Mort de Patrick Karegeya : la justice sud-africaine souhaite faire la lumière

Tensions en vue entre le Rwanda et l’Afrique du sud. L’assassinat de Patrick Karegeya, ancien chef des renseignements extérieurs rwandais le 31 décembre 2013 dans un hôtel sud-africain a brouillé les relations entre les deux pays. De nombreux éléments laissent à penser que Patrick Karegeya a été victime d’un assassinat politique malgré les dénégations de Kigali. Le tribunal de Randburg va entendre une trentaine de témoins afin de démêler les fils d’une affaire où espionnage et trahison rendent la vérité difficile à saisir.
Compagnon de lutte de Paul Kagame lors de la création du Front patriotique rwandais en 1987, Patrick Karegeya est devenu l’une des grandes figures de ce mouvement. Rentré au pays après le génocide de 1994, celui qui a fait ses classes au sein du renseignement ougandais prend la tête du National Security Service. Un poste important qui ne lui épargne pas la disgrâce au début des années 2000. Il est même emprisonné à deux reprises en 2005 et 2006 avant de prendre le chemin de l’exil en Afrique du sud en 2007.
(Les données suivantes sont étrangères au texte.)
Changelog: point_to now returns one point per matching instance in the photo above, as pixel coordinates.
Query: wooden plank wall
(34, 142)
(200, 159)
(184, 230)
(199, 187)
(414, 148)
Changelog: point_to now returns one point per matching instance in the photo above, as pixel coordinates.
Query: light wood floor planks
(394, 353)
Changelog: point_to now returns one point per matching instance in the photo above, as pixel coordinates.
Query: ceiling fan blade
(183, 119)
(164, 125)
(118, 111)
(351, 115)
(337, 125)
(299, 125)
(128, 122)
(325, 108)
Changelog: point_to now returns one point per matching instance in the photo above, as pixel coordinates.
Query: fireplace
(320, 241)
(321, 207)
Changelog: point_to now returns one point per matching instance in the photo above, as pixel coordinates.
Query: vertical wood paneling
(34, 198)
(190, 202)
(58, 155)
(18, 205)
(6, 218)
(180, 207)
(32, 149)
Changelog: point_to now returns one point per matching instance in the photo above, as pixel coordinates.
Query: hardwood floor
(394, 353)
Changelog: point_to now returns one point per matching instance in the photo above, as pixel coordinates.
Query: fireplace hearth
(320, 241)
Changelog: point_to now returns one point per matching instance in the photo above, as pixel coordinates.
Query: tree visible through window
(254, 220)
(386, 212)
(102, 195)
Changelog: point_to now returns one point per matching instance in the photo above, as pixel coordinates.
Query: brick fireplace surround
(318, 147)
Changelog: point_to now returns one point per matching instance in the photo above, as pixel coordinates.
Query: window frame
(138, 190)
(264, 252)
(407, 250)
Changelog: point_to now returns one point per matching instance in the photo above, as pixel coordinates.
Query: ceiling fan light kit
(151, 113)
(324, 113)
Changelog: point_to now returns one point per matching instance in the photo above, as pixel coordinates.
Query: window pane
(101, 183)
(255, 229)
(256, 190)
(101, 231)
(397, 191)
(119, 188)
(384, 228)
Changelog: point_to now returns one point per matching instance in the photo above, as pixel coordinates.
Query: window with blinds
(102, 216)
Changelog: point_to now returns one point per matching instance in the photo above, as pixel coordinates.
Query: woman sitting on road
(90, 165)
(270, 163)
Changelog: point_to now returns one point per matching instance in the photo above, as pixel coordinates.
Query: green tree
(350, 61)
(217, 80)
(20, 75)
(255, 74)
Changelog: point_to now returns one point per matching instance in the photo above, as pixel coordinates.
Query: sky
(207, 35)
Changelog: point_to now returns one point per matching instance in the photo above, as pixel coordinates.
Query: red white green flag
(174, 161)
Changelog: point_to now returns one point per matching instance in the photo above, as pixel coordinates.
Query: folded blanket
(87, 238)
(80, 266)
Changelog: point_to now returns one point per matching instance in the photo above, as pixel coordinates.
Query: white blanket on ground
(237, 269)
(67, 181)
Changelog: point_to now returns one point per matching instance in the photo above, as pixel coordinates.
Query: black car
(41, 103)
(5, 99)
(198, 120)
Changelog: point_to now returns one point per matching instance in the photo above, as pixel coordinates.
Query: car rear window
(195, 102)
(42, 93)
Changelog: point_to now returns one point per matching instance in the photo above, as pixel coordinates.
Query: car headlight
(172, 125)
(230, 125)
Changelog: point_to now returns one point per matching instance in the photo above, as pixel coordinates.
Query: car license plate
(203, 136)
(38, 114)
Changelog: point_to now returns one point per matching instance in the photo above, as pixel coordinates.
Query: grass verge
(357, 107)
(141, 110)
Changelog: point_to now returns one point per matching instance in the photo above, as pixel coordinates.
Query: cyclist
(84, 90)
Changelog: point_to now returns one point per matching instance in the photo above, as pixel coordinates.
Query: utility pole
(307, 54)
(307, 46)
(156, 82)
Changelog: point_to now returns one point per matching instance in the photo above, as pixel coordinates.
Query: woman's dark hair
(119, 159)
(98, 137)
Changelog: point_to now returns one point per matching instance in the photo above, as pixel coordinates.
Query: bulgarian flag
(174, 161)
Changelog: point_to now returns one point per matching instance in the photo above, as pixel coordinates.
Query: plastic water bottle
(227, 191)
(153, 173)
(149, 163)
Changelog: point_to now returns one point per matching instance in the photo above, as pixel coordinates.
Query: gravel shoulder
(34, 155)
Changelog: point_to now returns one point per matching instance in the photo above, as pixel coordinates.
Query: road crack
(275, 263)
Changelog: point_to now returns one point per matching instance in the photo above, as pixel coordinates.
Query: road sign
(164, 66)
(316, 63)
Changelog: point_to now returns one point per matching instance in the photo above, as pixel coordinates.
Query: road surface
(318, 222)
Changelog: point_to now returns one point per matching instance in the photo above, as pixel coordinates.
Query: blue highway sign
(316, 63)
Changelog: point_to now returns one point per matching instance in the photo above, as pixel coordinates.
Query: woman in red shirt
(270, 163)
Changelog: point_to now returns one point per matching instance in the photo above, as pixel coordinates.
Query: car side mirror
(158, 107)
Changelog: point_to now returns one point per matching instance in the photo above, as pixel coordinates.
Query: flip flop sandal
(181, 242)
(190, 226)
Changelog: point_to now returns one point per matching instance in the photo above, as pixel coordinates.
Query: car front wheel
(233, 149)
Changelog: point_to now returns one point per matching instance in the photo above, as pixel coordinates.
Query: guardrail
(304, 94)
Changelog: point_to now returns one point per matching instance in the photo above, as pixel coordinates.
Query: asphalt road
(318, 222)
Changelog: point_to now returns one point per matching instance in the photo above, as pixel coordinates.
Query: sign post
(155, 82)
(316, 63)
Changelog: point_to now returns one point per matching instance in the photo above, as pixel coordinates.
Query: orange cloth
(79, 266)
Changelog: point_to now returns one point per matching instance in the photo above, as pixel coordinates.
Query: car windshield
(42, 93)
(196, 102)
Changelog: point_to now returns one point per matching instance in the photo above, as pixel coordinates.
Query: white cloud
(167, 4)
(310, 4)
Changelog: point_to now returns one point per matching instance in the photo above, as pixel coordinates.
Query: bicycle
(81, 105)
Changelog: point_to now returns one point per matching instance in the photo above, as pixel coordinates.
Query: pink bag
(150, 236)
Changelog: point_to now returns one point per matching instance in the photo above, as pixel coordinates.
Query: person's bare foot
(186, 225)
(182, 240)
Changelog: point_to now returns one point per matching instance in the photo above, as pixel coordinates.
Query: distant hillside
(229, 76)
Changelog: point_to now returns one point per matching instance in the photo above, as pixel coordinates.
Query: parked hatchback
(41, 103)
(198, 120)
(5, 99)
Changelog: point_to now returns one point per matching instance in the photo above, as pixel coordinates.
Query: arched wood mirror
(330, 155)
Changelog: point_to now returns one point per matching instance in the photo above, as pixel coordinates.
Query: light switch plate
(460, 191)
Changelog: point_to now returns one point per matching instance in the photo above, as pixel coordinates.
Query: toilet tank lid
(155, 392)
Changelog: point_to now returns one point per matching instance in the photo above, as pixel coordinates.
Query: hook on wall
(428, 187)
C’est là qu’il retrouve une autre figure rwandaise tombée en disgrâce en la personne de Faustin Kayumba Nyamwasa. L’ancien chef d’état-major de l’armée rwandaise et Karegeya décident de fonder le Congrès national rwandais, parti d’opposition très critique du président Kagame. L’hostilité devient animosité entre les deux camps et les deux hommes sont condamnés par contumace au Rwanda après avoir été jugés coupables d’attaques terroristes. Vivant sous les pressions et menaces, les deux hommes semblent être la cible d’agents rwandais. Faustin Kayumba Nyamwasa échappe à plusieurs attentats, mais Patrick Karegeya est retrouvé mort le 1er janvier 2014 dans une chambre d’un luxueux hôtel sud-africain.
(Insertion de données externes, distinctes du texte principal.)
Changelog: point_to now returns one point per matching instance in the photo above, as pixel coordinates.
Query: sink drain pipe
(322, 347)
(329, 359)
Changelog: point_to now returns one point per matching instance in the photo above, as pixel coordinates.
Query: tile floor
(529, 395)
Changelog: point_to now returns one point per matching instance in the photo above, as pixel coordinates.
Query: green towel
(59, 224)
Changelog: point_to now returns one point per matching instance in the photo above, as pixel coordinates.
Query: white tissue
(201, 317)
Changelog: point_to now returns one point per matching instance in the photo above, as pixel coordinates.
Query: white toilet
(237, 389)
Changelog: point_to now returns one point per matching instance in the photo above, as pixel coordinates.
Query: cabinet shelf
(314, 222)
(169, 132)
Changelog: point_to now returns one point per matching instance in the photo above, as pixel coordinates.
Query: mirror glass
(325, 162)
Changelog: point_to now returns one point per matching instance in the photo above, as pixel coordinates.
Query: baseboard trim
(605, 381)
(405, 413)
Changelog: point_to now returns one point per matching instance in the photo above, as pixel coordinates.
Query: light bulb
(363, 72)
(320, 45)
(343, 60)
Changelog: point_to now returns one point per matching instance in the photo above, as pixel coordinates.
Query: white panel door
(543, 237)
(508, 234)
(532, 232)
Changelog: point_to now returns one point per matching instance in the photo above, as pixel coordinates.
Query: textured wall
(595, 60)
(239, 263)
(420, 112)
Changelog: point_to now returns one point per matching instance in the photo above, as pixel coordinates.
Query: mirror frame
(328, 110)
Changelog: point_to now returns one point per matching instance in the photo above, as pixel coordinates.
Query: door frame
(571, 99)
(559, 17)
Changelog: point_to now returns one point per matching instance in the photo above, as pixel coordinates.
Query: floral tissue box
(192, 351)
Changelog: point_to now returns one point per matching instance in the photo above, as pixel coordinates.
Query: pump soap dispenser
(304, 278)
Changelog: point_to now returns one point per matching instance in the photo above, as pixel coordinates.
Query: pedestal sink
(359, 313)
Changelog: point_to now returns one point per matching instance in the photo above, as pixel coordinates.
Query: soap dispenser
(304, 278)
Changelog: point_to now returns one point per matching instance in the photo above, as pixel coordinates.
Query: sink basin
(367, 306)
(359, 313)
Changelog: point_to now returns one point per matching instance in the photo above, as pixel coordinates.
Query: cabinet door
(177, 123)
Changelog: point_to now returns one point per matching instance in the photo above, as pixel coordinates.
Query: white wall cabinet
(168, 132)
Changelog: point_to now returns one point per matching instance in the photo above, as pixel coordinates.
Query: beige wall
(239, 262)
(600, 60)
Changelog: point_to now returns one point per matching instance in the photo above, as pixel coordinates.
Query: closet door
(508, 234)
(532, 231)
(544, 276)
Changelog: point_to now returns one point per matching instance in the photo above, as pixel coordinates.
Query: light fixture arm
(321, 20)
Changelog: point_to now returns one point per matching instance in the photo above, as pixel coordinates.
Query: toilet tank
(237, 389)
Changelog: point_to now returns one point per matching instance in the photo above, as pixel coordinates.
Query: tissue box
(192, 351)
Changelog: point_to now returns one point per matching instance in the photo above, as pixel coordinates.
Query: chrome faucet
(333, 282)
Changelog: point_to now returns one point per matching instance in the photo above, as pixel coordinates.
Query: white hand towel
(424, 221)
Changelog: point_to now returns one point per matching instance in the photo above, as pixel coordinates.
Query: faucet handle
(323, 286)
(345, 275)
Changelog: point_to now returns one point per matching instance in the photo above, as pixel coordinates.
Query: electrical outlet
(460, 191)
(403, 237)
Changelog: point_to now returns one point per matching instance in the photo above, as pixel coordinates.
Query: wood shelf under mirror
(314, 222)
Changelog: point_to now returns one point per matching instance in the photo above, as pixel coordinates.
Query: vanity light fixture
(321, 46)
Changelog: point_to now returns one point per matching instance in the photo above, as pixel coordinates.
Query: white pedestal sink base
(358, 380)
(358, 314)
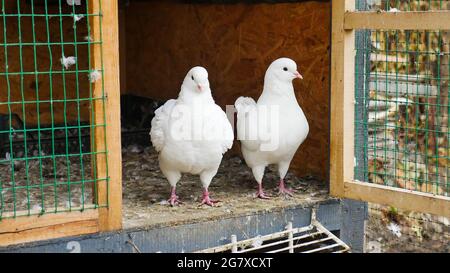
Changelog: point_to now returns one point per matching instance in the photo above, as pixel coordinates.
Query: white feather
(191, 133)
(276, 112)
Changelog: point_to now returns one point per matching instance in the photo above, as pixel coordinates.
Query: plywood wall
(236, 43)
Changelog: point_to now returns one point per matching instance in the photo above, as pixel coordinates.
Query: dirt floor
(146, 191)
(390, 230)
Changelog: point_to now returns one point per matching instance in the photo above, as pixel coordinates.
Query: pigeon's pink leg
(173, 200)
(261, 194)
(207, 200)
(283, 190)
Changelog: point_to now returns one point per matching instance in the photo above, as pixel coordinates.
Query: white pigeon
(191, 134)
(272, 129)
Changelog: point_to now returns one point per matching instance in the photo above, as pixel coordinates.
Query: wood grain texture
(236, 43)
(429, 20)
(342, 94)
(110, 164)
(49, 226)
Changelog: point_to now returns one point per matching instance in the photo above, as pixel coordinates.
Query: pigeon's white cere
(191, 133)
(272, 129)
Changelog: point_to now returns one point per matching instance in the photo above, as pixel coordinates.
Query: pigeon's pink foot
(207, 200)
(282, 189)
(174, 200)
(261, 194)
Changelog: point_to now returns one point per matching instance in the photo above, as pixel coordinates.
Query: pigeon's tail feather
(244, 104)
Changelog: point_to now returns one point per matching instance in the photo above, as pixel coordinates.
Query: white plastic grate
(309, 239)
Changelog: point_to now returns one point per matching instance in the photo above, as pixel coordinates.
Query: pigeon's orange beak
(298, 75)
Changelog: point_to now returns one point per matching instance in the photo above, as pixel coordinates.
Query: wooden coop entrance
(61, 82)
(389, 99)
(59, 102)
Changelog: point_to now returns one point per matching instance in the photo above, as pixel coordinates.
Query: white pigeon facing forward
(191, 134)
(272, 129)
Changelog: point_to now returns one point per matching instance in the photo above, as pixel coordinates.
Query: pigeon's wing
(226, 128)
(247, 130)
(160, 123)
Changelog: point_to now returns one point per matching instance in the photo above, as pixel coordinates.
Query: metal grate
(402, 106)
(47, 164)
(310, 239)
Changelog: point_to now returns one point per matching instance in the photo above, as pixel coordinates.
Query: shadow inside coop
(145, 189)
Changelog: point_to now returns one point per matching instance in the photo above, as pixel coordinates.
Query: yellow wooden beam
(26, 229)
(413, 20)
(109, 165)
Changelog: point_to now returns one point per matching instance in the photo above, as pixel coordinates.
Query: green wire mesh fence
(402, 105)
(47, 124)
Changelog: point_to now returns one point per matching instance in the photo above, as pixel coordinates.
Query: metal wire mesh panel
(402, 105)
(47, 120)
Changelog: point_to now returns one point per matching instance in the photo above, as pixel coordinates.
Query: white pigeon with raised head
(191, 134)
(272, 129)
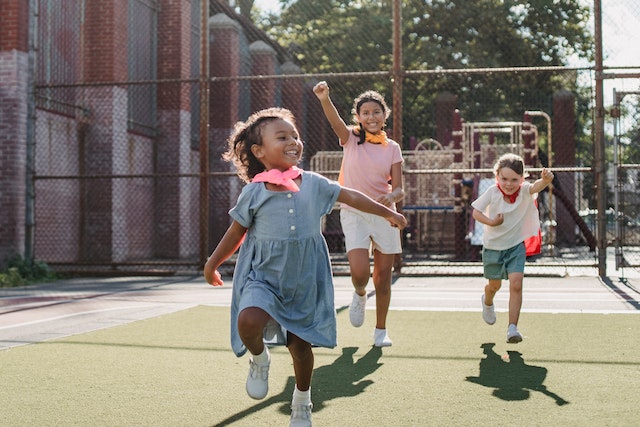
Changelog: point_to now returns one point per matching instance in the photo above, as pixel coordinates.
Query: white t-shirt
(521, 219)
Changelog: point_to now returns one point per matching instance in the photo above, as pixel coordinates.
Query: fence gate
(626, 180)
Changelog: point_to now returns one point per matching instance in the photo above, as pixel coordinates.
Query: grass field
(445, 369)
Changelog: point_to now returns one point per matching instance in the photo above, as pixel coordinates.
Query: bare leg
(303, 360)
(490, 290)
(251, 323)
(515, 297)
(360, 269)
(382, 270)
Si aucun suspect n’a été interpellé, la famille de la victime désigne immédiatement Kigali comme le commanditaire d’un « assassinat politique ». Les déclarations du président Paul Kagame et de ses proches en janvier 2014 ne sont pas de nature à évacuer cette possibilité. S’il nie toute implication, le chef d’Etat rwandais affirme que « la trahison a des conséquences ». Son ministre de la Défense se montre encore plus terrible en déclarant « Quand vous décidez de vivre comme un chien, vous mourez comme un chien ». Aucun élément concret ne vient étayer la thèse d’un assassinat commandité par Kigali et les témoignages qui doivent avoir lieu au tribunal de Randburg ont pour objectif de faire un peu plus de lumière sur cette sombre affaire.
Les relations entre les deux pays risquent fort de se tendre au cours des prochaines semaines. Il faut rappeler que l’Afrique du sud avait expulsé trois diplomates rwandais soupçonnés d’espionnage quelques mois après l’assassinat de Patrick Karegeya. Son compagnon d’infortune, Faustin Kayumba Nyamwasa, avait été victime d’un nouvel attentat auquel il avait miraculeusement échappé. Le Rwanda avait réagi à l’action de Pretoria en expulsant six diplomates sud-africains.